(544ck) Ice-Templating Fabrication of Hierarchical TS-1 Monoliths with Steam-Assisted Crystallization for Enhanced Benzene Hydroxylation

TS-1 zeolite exhibits superior catalytic performances for oxidation reactions using H₂O₂ as the oxidant. However, the intracrystalline diffusion in pelleted TS-1 catalysts inhibits the access of reacting molecules to active sites within zeolitic pores and the removal of product molecules, keeping both reaction rate and selectivity low. Many efforts have been made to relieve this diffusion limitation. One strategy is to construct hierarchically porous zeolites with auxiliary porosity using either bottom-up or top-down method. Hierarchical zeolites constructed by the bottom-up method are favourable to overcome the dilemma of low-level conversion and selectivity, but the requirement for expensive mesostructured templates with the complex procedure of fabrication is a drawback. The top-down method usually suffers from titanium leaching together with a reduction of effective areas. Since the introduction of second mesopores usually sacrifices some active sites, the conversion of benzene and the selectivity of phenol could not be enhanced at the same time when hierarchical zeolites synthesised by the top-down method are employed.

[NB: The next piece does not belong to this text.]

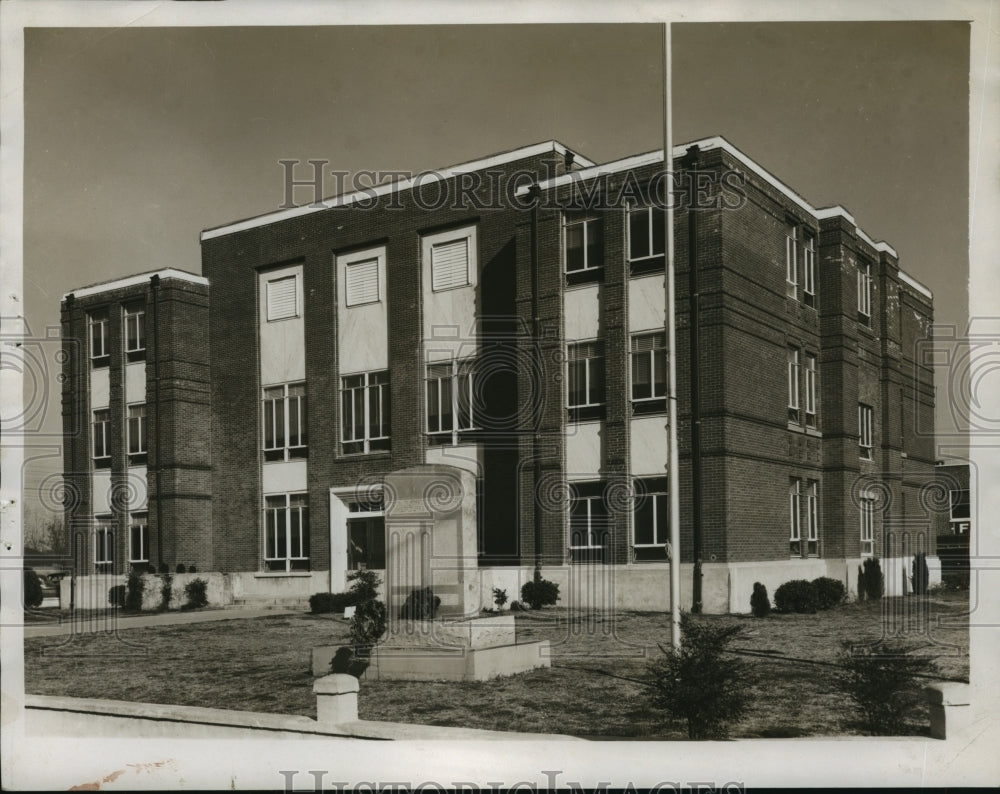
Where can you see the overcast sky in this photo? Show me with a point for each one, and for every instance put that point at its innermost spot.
(139, 138)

The ice-templating of porous structures by the solidification of water is an eco-friendly way to build hierarchically-structured bulks, and the engineering of pore morphologies and their connections could be achieved. The wealth of pore morphologies and the directional macropores together with easily accessible meso- and micro-pores would make these ice-templated materials promising candidates as solid catalysts.

Therefore, we come up with a novel method to synthesise TS-1 monolithic matrices with a hierarchical pore structure by using the ice-templating of small TS-1 grains followed with the steam-assisted crystallization of the formed monolithic bulk. The catalytic performance of the synthesised TS-1 monolithic matrix in benzene hydroxylation will be checked using a loop flow reactor. Since the existence of macropore, the pressure drop would be intensively decreased. A plenty of intercrystalline mesopores would reduce the diffusion resistance of reacting species, leading to a remarkable improvement in both reaction rate and selectivity for benzene hydroxylation.

Firstly, the hierarchical TS-1 monoliths were fabricated by ice-templating nano-sized TS-1 grains followed by steam-assisted crystallization. Based on structure characterization using SEM, TEM, XRD, BET, FT-IR as well as ²⁹Si NMR etc., the well-connected macropore structure was formed within TS-1 monoliths after the ice-templating. In the process of steam-assisted crystallization, silica sol and synthetic gel could be transformed into zeolitic crystals. Additionally, a great amount of intracrystalline mesopores appeared after steam-assisted crystallization. The hierarchical monolith had a total pore volume of 0.40 cm³/g and the specific surface area of 432 m²/g. In the following catalytic evaluation, the monolith exhibited low pressure drop and excellent mass diffusion properties. It was demonstrated that fabricated monoliths had excellent catalytic performances compared with parent TS-1 grains. The reaction yield could be up to 24.6% for benzene hydroxylation catalyzed by using hierarchical TS-1 monoliths, accounting for a 20% increase over parent TS-1 grains.

This work was supported by the National Natural Science Foundation of China (21136008).